The U.S. Dollar Index, a six-currency gauge of the greenback’s value, slipped as much as 0.5 percent as gains in equities and improving corporate earnings reduced demand for the safest assets. The dollar also fell amid speculation the euro’s recent losses, prompted by Greece’s financial turmoil, were too rapid. Gold typically moves inversely to the dollar.
“Commodity prices are firming as the dollar weakens,” Dennis Gartman, a Suffolk, Virginia-based economist and hedge- fund manager, said in his Gartman Letter today. “The world has become disdainful of currencies generally, and is wrapping its collective arms around gold as the most readily available reservable and believable currency.”
Gold for immediate delivery gained as much as $15.95, or 1.5 percent, to $1,117.05 an ounce, the highest intraday level since Feb. 3. The metal was at $1,113.80 at 9:39 a.m. local time. Bullion for April delivery was 2.2 percent higher at $1,114.30 on the New York Mercantile Exchange’s Comex unit.
The dollar has strengthened this year as the euro slumped on concern about sovereign debts in Europe. The EU will impose “additional measures” on Greece to satisfy the European Commission if needed, Luxembourg Prime Minister Jean-Claude Juncker said yesterday. European finance ministers meet again today.
Equities Advance
“It will be the U.S. dollar play that will affect commodities,” said Jonathan Barratt, managing director at Commodity Broking Services Pty in Sydney. “If we get relief from the EU in terms of a solid outcome, then we’ll get a rally in the euro, and obviously that will cause weakness in the U.S. dollar.”
Europe’s Dow Jones Stoxx 600 Index of shares gained as much as 1 percent as Barclays Plc said 2009 profit more than doubled and Australian lender Westpac Banking Corp.’s profit climbed.
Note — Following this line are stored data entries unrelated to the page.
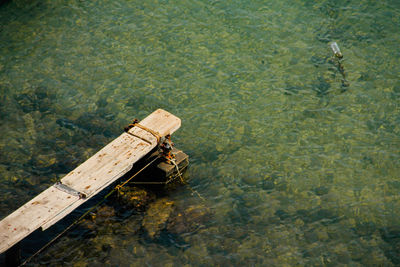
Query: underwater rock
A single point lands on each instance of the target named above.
(157, 216)
(135, 197)
(188, 220)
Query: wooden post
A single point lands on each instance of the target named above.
(88, 179)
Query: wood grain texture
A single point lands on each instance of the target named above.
(91, 177)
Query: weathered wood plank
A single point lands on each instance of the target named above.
(92, 176)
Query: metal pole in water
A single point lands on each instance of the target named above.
(336, 50)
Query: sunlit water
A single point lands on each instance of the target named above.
(297, 168)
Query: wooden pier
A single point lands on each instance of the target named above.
(88, 179)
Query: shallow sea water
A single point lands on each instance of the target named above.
(297, 169)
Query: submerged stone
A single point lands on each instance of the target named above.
(188, 220)
(157, 216)
(135, 197)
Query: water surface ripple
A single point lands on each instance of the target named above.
(298, 169)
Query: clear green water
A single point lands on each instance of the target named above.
(297, 169)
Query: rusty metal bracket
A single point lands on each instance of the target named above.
(69, 190)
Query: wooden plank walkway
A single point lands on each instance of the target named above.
(92, 176)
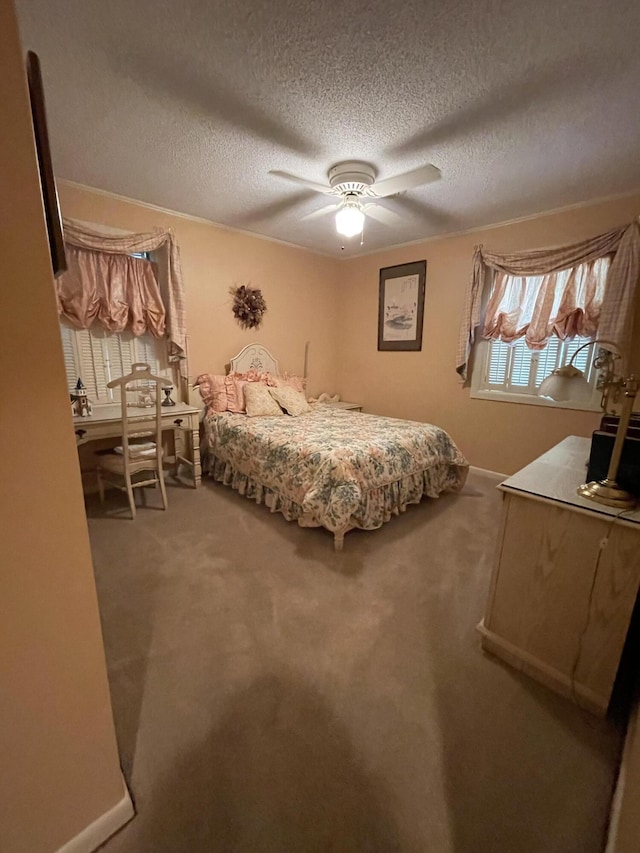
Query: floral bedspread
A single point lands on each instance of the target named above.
(333, 468)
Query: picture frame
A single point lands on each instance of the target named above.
(401, 306)
(45, 165)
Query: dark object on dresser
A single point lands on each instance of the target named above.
(602, 446)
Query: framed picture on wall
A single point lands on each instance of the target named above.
(47, 179)
(401, 306)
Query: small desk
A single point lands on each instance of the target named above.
(105, 422)
(565, 579)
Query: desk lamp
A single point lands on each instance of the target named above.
(568, 384)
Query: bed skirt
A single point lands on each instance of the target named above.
(375, 506)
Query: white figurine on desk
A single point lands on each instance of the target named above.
(80, 403)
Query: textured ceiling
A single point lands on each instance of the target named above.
(523, 106)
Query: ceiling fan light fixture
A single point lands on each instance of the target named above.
(350, 220)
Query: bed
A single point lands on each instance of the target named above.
(329, 467)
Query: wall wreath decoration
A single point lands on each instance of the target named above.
(249, 306)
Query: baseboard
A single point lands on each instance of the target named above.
(484, 472)
(100, 830)
(621, 804)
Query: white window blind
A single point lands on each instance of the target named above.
(97, 356)
(517, 369)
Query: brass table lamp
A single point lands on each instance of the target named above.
(568, 383)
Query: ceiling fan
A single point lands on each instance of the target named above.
(353, 183)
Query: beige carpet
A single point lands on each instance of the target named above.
(272, 695)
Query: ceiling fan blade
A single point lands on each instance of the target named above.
(316, 214)
(382, 214)
(416, 178)
(312, 185)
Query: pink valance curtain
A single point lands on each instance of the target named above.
(117, 291)
(561, 304)
(615, 320)
(169, 273)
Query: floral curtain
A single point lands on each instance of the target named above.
(614, 315)
(160, 241)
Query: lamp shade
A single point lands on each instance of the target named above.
(349, 220)
(566, 384)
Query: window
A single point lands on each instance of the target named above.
(98, 356)
(512, 371)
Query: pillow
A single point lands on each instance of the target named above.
(290, 380)
(235, 393)
(259, 401)
(213, 391)
(292, 401)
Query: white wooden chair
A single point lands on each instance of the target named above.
(118, 467)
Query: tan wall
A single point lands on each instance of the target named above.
(423, 385)
(58, 759)
(626, 824)
(300, 287)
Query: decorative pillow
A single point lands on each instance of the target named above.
(259, 401)
(292, 401)
(290, 380)
(213, 391)
(235, 393)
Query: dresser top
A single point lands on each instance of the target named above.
(556, 475)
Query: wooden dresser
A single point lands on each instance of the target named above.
(565, 579)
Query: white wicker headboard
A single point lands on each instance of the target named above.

Holdings in the SPDR Gold Trust, the biggest exchange- traded fund backed by bullion, were unchanged for a fifth day at 1,106.38 metric tons yesterday, according to the company’s Web site.
Silver for immediate delivery in London rose 1.8 percent to $15.8325 an ounce. Platinum gained 1.3 percent to $1,534.50 an ounce and palladium climbed 1.9 percent to $429 an ounce.
Floor trading on Comex was shut yesterday for the Presidents Day holiday.